Taşınmaz mal sahibi ile kiracı arasındaki anlaşmayı belgelendirmek için tarafların kira sözleşmesi yapılıyor.Peki kira sözleşmesi yazılı olmak zorunda mı?
Ev ve işyeri kiralamalarında kiracı ile mal sahibi arasında kira sözleşmesi imzalanıyor. Bu sözleşme, kiraya verenin bir şeyin kullanılmasını veya kullanmayla birlikte ondan yararlanılmasını kiracıya bırakmayı, kiracının da buna karşılık kararlaştırılan kira bedelini ödemeyi üstlendiği sözleşme olarak tanımlanıyor.
Kural olarak kira sözleşmesi şahsi hak sağlıyor ve bu nedenle kiracı ve kiralayan sözleşmeden kaynaklanan haklarını sadece birbirlerine karşı öne sürebiliyor, üçüncü şahıslara karşı ileri süremiyor.
Ancak kiracı ve mal sahibi anlaşarak yapmış oldukları kira sözleşmesini tapuya yazdırabiliyor. Bunun için birlikte tapuya giderek istemde bulunmaları gerekiyor. Tapuya yazılan kira sözleşmesi bilhassa kiracı için ayni hak kuvvetinde bir hak sağlıyor. Bu sebeple kiracı kira müddeti boyunca sözleşmeden kaynaklanan hakkını hem üçüncü kişilere hem de bu yeri satın alan yeni malike karşı ileri sürebiliyor.Peki kira sözleşmesi yazılı olmak zorunda mı? diyorsanız işte yanıtı…
Kira sözleşmeleri sözlü veya yazılı olarak iki şekilde yapılabiliyor. Ancak sözlü sözleşmenin başlangıç tarihini ispatlamak oldukça güç olduğundan, kira sözleşmelerini yazılı yapmak daha yararlı olarak biliniyor.
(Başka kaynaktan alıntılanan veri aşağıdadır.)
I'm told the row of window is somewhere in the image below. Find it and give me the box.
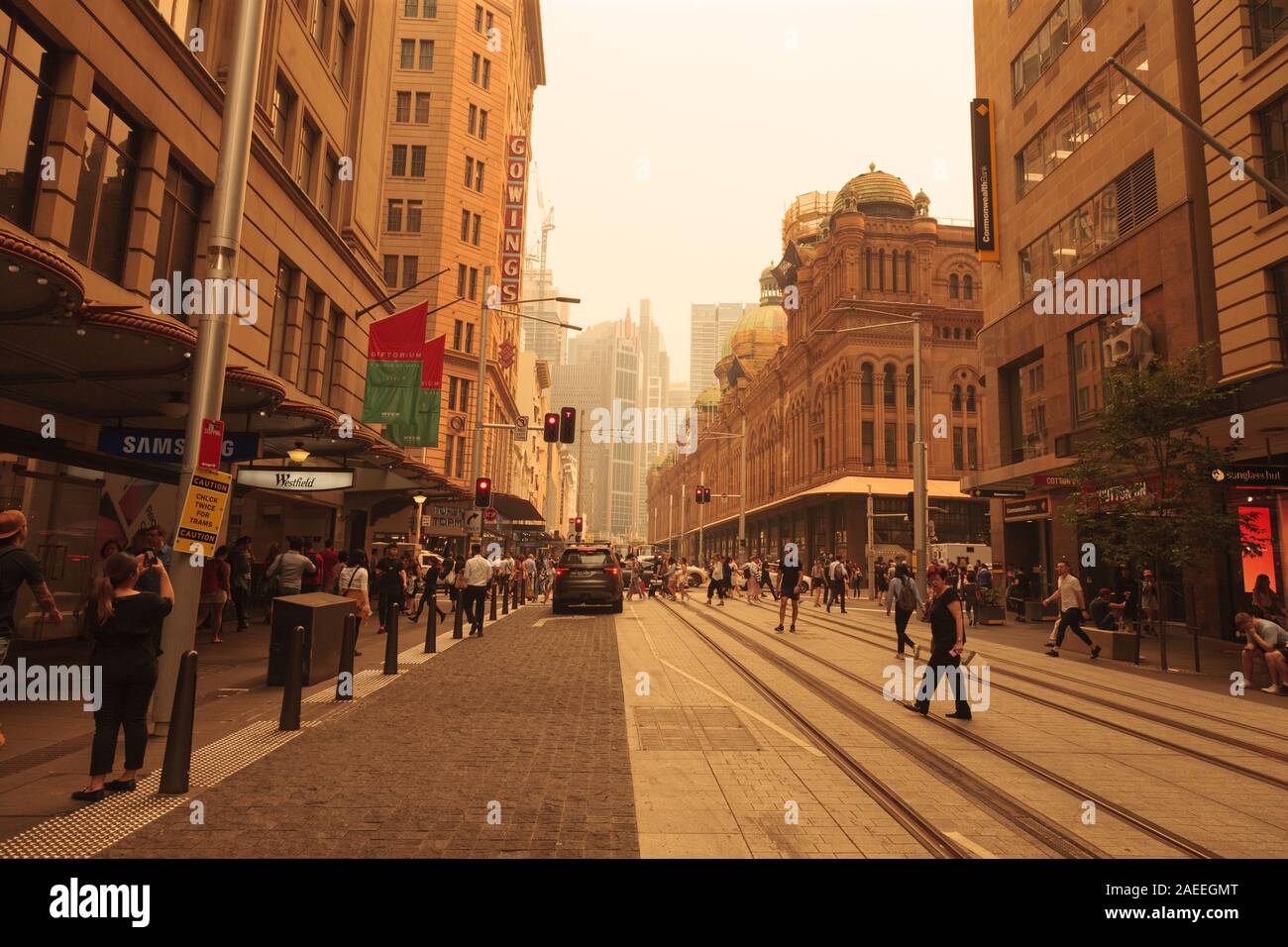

Taraflar kendi aralarında yapabilecekleri gibi, sözleşme imzalarını noterde tasdik ettirme imkanları da bulunuyor. Dava açarken veya icra takibi yaparken kira sözleşmesinin başlangıç tarihi yani gün, ay, yıl önem arz ediyor. Taraflardan birinin sözleşmeyi kaybetmesi halinde karşı taraf kendi söylediklerini daha kolay olarak, elindeki sözleşme ile kanıtlayabiliyor.